The Tbilisi Bombings
Just before dawn on Sept. 22, a small bomb exploded about 100 yards away from the U.S. Embassy in Tbilisi, Georgia, leading to the discovery of another explosive device in a nearby cemetery. In the following weeks, a series of mysterious nighttime bombings occurred. On Oct 2, a bomb exploded at a bridge outside the city, then on Oct. 21 at the main train station, followed by another bombing in the middle of the night in the outskirts of the city. Things were quiet for about a month before the biggest bombs exploded at about 2AM on Nov. 28th – striking the building of the opposition Labour Party with considerable force and the storefront of a suburban supermarket. The bombing at the party headquarters claimed the life of one 58-year-old woman struck by shrapnel.
Then came the arrests. Denouncing the “terrorist attacks,” the Interior Ministry announced the arrest six people suspected of carrying out the bombings in early December – claiming that some of these individuals had initiated their bombing campaign out of the Russia-occupied Gali district of Abkhazia. The state-loyal Inmedia television was prolific in its coverage of the bombings, and then featured the bombshell: a televised address by President Mikheil Saakashvili in which he declared, “Evidence gathered thus far … points to a clear connection between the six suspects and an active-duty major in the Russian army,” and shared an alleged videotaped confession of Gogita Arkania, one of the arrested alleged bombers.

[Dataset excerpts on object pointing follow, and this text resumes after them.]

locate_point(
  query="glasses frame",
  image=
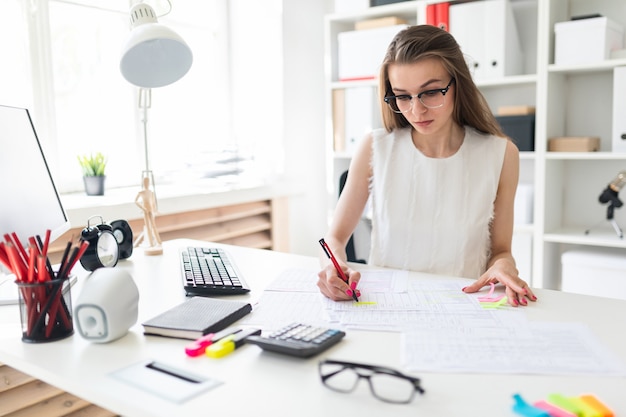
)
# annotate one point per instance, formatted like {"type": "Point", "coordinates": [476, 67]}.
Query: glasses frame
{"type": "Point", "coordinates": [375, 370]}
{"type": "Point", "coordinates": [443, 91]}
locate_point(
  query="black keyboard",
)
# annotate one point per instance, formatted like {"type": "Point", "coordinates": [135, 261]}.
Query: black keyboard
{"type": "Point", "coordinates": [209, 271]}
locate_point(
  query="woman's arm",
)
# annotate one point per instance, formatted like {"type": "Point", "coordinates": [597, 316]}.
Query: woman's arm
{"type": "Point", "coordinates": [501, 266]}
{"type": "Point", "coordinates": [347, 214]}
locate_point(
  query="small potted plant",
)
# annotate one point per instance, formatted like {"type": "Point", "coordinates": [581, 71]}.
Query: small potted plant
{"type": "Point", "coordinates": [93, 166]}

If that wasn’t enough, the moral panic was amped up with the announcement of the discovery of radioactive materials (Cesium-137) in the hotel room of one of the arrested suspects, which the government says could have been used to make a dirty bomb.
No matter who is responsible for these bombings, there is little doubt that they come as a useful pretext for the embattled president, who has faced increasingly large protests by the opposition against his policies and tightening control over the media.